Data sources: Most articles were selected from the PubMed database.
Data synthesis: The yolk sac is the first site of blood-cell production during murine and human ontogeny. Primitive erythroid cells originate in the yolk sac and complete their maturation, including enucleation, in the bloodstream. Though species differences exist, the pattern of hematopoietic progenitor cell emergence in the yolk sac is similar in mouse and man. In both species, there is a stage of development where both primitive red blood cells and definitive erythroid progenitors are produced in the yolk sac. An "embryonic" hematopoietic stem cell that engrafts in myeloablated newborn but not adult mice can be detected in the murine yolk sac and embryo. Stem-cell activity in the human yolk sac has not been reported.

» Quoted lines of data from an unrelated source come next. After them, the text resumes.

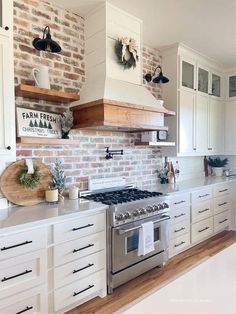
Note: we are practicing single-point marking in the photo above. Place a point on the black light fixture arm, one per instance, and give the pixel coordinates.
(110, 153)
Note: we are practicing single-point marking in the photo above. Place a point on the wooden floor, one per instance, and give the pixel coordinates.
(135, 288)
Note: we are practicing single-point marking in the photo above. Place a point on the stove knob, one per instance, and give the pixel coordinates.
(120, 217)
(127, 215)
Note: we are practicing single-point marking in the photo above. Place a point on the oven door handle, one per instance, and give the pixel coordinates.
(123, 231)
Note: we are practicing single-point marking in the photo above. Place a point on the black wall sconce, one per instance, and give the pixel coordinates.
(46, 43)
(110, 153)
(160, 78)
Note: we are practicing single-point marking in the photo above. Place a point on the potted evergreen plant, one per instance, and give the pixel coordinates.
(217, 165)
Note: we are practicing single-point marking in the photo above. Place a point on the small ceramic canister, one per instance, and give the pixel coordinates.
(73, 193)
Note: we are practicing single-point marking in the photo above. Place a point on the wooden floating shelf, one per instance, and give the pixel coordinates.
(154, 143)
(45, 141)
(34, 92)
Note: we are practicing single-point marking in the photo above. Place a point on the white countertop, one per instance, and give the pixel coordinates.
(189, 185)
(47, 213)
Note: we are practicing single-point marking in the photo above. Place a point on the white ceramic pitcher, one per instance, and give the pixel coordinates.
(41, 77)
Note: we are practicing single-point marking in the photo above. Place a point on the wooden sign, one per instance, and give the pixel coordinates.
(38, 123)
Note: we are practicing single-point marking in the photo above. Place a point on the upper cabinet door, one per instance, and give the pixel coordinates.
(215, 85)
(187, 74)
(203, 80)
(6, 17)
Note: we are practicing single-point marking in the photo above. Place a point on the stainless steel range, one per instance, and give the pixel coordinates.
(128, 209)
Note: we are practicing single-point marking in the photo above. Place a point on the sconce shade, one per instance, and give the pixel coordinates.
(46, 43)
(160, 78)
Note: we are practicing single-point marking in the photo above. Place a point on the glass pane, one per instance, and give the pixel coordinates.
(215, 85)
(203, 80)
(187, 74)
(0, 13)
(232, 86)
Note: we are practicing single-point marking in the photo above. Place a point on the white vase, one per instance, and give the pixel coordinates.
(217, 171)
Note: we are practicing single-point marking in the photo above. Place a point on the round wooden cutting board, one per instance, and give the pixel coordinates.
(20, 195)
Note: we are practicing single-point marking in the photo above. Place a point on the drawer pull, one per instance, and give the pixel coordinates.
(81, 291)
(25, 310)
(203, 210)
(16, 245)
(182, 214)
(180, 202)
(80, 269)
(223, 204)
(83, 248)
(18, 275)
(83, 227)
(220, 222)
(181, 243)
(178, 230)
(204, 229)
(204, 195)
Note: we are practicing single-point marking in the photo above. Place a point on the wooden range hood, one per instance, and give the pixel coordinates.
(105, 114)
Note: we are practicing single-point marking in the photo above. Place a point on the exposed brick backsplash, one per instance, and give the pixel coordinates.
(67, 73)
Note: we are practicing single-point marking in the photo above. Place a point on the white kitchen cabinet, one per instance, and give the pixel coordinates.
(194, 92)
(7, 102)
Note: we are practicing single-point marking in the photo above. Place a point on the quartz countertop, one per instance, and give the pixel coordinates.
(189, 185)
(47, 213)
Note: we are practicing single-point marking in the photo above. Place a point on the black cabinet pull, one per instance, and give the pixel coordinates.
(181, 243)
(204, 195)
(80, 269)
(87, 226)
(25, 310)
(204, 229)
(83, 248)
(16, 245)
(182, 214)
(203, 211)
(177, 203)
(18, 275)
(220, 222)
(81, 291)
(178, 230)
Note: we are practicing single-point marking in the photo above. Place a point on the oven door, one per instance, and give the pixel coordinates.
(125, 242)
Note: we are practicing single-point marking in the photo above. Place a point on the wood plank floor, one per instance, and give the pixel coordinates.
(135, 288)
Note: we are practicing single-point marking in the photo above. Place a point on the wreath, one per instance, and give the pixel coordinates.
(126, 52)
(29, 181)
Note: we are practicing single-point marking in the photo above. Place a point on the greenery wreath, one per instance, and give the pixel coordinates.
(126, 52)
(29, 181)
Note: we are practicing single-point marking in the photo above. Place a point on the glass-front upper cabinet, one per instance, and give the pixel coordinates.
(215, 85)
(232, 86)
(187, 79)
(203, 80)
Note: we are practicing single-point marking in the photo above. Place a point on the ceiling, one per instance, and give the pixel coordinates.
(208, 26)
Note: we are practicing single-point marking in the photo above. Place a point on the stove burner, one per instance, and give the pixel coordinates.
(121, 196)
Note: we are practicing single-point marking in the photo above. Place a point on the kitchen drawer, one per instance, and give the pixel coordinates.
(179, 229)
(78, 269)
(202, 229)
(221, 221)
(29, 302)
(222, 203)
(201, 195)
(180, 214)
(79, 227)
(25, 271)
(179, 244)
(179, 201)
(201, 211)
(79, 290)
(22, 242)
(221, 189)
(75, 249)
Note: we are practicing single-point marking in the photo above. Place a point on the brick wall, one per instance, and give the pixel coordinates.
(67, 73)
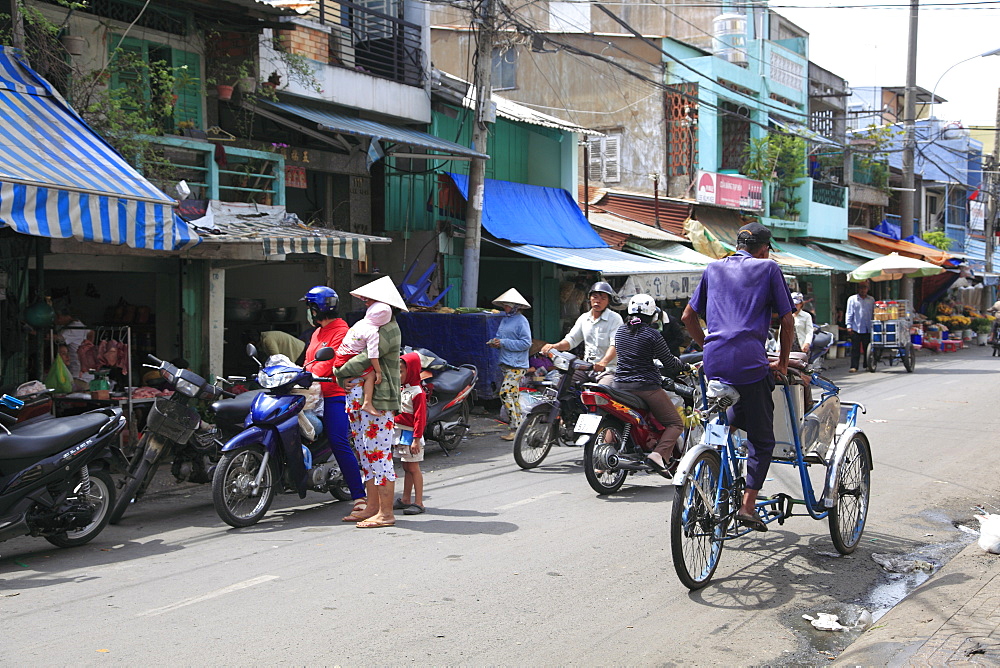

Conclusions: The yolk sac is the sole site of embryonic erythropoiesis. However, definitive erythroid, myeloid, and multipotential progenitors also originate in the yolk sac. The relationship between these progenitors and the "embryonic" hematopoietic stem cell has not been elucidated. Yolk sac-derived progenitor cells may seed the developing liver via the circulation and serve as the immediate source of the mature blood cells that are required to meet the metabolic needs of the rapidly growing fetus.